Comment by cluckindan
4 days ago
If this was in the US, all financial institutions need to audit their code to comply with NIST SP 800-53.
If they haven’t, it would be ethically dubious for you to not report it.
4 days ago
If this was in the US, all financial institutions need to audit their code to comply with NIST SP 800-53.
If they haven’t, it would be ethically dubious for you to not report it.
In theory there is no difference between theory and practice, but in practice there is.
> If they haven’t, it would be ethically dubious for you to not report it.
I can report all I want, someone needs to act on that report for it to have an effect.
There are people out there who think that some static analysis tool plugged into their CI/CD pipeline is the equivalent of a code audit.
But the aforementioned NIST standard requires a lot more from auditing and operations.

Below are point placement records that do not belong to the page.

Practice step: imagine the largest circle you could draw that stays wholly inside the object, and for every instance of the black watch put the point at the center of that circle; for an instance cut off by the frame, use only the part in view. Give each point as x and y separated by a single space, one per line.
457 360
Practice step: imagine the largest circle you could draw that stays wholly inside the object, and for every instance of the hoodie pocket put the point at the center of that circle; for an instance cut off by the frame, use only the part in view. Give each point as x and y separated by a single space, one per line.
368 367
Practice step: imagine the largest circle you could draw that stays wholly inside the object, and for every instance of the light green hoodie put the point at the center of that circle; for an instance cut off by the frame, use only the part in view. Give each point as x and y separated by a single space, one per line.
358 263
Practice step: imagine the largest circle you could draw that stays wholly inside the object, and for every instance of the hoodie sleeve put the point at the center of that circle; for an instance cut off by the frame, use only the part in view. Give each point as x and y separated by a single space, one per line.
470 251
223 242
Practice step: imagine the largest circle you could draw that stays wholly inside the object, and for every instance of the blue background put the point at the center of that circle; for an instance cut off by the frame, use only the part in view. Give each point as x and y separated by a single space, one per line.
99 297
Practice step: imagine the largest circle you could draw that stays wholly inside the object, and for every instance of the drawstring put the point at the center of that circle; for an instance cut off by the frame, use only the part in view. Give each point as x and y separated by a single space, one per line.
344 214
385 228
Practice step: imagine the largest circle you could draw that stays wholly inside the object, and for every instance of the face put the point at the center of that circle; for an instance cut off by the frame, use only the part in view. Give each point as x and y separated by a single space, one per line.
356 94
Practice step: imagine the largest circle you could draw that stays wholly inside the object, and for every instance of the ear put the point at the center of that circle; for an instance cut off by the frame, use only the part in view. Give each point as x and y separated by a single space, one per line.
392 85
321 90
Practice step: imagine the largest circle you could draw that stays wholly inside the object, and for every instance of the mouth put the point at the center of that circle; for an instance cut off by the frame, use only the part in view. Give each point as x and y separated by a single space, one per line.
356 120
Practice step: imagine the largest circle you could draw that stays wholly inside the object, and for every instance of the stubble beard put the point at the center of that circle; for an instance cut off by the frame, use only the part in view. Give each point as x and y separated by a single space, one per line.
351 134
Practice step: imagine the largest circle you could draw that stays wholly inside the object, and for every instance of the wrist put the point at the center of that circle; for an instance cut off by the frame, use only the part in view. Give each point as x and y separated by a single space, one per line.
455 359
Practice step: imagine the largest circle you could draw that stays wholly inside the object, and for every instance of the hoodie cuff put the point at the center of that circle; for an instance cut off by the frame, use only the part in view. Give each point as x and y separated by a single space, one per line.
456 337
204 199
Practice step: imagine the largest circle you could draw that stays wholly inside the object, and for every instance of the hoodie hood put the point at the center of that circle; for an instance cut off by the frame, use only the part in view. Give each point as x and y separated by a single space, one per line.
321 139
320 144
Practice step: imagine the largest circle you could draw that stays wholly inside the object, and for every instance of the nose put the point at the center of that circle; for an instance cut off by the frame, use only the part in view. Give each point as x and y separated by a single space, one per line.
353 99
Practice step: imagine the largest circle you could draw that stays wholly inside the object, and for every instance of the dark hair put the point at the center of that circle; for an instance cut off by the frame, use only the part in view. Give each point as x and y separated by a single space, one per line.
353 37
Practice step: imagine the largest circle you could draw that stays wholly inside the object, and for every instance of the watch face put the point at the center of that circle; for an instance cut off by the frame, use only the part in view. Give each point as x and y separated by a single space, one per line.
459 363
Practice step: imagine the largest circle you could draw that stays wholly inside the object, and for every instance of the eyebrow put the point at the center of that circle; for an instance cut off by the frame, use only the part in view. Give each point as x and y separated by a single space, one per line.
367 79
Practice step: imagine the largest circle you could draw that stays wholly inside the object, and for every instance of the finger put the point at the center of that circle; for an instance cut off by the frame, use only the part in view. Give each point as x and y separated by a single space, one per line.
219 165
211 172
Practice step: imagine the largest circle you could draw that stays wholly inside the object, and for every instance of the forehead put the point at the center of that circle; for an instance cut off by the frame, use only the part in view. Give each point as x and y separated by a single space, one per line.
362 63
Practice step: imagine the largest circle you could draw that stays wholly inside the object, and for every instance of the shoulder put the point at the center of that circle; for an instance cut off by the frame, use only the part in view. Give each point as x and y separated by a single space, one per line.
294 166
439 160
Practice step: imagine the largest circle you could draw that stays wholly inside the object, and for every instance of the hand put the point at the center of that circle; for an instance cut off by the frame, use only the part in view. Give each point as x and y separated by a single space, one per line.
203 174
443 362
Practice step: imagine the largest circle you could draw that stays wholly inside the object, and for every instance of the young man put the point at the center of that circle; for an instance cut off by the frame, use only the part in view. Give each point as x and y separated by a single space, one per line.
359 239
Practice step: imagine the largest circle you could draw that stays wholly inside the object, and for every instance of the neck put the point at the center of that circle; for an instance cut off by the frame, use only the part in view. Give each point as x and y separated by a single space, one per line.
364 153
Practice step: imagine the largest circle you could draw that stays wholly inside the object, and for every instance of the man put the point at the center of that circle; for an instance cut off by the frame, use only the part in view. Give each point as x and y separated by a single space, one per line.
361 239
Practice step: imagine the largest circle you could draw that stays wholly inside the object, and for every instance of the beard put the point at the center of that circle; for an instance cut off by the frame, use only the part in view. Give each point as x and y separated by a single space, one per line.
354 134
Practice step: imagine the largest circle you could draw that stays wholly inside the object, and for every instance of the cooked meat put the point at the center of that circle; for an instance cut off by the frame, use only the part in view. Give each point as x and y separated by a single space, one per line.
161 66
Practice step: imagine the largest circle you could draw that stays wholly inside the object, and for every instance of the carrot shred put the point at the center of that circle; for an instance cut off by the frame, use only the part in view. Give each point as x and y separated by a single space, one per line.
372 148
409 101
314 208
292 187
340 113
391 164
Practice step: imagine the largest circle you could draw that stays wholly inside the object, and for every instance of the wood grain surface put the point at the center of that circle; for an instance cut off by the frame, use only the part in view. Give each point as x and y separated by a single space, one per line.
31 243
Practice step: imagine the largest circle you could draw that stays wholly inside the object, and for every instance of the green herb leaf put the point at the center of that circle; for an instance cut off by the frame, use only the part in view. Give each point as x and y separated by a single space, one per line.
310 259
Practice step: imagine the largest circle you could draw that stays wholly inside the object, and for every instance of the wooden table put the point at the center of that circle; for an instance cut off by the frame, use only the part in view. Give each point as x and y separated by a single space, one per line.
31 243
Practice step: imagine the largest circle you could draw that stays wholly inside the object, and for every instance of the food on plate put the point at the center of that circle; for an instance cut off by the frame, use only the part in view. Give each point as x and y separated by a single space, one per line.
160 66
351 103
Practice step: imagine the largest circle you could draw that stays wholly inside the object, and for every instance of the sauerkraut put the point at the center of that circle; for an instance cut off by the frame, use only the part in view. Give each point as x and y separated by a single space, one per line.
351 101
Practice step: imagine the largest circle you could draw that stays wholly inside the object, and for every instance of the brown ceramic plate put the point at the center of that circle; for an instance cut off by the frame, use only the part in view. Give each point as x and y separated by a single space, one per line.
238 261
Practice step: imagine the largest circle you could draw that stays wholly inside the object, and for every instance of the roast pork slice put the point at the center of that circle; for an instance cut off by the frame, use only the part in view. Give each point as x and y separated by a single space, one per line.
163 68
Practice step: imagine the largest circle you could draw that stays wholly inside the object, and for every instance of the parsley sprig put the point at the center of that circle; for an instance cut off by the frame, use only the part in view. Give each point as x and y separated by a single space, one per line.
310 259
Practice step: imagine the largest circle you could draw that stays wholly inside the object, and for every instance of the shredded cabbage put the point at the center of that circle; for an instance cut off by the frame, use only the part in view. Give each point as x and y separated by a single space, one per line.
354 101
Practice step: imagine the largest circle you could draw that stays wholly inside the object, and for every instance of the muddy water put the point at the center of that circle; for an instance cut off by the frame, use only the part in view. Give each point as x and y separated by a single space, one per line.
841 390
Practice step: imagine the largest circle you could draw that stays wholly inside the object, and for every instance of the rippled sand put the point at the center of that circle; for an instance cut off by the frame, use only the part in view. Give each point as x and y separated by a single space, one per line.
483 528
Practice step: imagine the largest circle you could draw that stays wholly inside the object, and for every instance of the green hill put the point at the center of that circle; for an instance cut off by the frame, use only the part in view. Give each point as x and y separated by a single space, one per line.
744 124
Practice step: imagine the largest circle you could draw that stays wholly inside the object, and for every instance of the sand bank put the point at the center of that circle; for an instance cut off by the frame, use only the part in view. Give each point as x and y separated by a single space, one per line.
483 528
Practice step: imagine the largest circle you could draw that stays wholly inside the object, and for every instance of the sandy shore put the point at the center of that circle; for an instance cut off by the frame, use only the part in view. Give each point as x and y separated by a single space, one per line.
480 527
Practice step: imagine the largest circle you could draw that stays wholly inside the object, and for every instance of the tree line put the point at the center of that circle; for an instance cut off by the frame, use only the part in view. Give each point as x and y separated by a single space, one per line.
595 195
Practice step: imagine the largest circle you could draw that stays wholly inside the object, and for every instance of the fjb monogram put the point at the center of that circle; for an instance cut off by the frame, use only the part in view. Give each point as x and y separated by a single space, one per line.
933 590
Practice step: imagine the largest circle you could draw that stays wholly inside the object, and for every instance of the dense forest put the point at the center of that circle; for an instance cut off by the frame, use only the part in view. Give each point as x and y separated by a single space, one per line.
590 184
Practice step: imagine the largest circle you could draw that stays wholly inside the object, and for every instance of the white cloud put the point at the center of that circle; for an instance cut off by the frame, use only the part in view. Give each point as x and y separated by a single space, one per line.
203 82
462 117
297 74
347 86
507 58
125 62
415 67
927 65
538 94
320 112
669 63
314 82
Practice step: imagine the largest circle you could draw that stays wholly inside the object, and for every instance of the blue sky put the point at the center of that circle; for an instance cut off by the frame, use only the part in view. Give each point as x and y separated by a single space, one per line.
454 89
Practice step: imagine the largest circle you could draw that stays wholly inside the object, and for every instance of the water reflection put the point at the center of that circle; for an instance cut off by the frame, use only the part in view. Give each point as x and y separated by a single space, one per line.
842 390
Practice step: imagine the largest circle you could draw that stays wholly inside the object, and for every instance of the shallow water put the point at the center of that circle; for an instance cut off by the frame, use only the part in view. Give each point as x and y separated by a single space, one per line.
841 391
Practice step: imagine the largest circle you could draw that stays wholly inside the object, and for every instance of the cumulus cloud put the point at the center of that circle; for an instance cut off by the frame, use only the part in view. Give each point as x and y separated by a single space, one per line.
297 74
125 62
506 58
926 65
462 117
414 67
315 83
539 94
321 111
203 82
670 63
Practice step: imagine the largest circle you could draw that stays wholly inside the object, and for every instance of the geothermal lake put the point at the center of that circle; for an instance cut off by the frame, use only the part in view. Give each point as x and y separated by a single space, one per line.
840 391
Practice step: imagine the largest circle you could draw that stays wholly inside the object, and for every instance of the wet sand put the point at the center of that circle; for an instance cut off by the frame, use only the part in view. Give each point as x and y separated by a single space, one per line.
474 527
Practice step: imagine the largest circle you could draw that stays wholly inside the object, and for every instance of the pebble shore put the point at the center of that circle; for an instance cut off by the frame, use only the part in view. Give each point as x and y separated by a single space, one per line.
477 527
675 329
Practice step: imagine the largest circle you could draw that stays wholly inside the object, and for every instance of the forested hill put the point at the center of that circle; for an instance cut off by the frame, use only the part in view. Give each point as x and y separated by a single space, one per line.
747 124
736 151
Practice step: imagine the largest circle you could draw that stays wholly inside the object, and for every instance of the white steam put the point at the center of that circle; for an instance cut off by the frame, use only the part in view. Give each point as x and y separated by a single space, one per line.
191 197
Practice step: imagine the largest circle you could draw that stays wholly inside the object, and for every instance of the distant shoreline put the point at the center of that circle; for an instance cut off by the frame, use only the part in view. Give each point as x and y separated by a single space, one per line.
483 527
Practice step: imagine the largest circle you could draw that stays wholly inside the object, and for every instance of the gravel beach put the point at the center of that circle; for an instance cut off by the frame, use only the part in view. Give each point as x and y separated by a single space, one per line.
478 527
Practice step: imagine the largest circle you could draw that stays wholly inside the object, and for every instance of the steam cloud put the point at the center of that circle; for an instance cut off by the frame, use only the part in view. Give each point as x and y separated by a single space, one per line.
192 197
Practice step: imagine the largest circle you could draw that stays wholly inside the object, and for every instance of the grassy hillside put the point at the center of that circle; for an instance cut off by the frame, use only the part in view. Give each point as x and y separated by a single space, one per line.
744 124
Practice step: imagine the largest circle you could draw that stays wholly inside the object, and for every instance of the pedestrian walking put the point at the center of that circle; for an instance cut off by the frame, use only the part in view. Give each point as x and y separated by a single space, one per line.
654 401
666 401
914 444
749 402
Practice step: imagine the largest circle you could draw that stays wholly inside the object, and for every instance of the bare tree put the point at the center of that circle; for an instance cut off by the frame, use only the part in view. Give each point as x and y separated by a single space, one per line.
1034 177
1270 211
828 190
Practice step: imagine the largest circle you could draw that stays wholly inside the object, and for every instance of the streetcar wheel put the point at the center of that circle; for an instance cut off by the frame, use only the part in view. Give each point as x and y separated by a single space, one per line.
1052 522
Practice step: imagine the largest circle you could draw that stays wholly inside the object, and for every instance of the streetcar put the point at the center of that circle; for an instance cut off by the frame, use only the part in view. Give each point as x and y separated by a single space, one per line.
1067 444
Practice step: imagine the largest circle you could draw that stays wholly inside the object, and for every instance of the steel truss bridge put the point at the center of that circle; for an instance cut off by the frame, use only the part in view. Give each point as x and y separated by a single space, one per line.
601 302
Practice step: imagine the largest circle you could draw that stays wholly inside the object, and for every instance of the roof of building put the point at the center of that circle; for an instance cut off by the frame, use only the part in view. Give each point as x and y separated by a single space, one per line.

I know what the standard requires. I also know what happens in practice and typically the auditors are understaffed, overworked and their technical expertise is lower than it should be. As a result a lot of stuff slips through the cracks.
What does get flagged though is not getting employee permission for putting photos on the 'team' page. It's good they flag that. I'd rather they also went in much deeper on tech issues.
I've reviewed 270 companies to date. I have yet to find a single one that had audited the source code they imported. It's not untypical to find an installation that automatically updates a whole raft of dependencies during the build phase. And absolutely nobody looks at that code until something breaks.
In my experience, most devs and companies don't consider the dependencies they load 'their' code. They only look at the code they write, not everything they deploy.
These were all multinationals, with very significant US presence.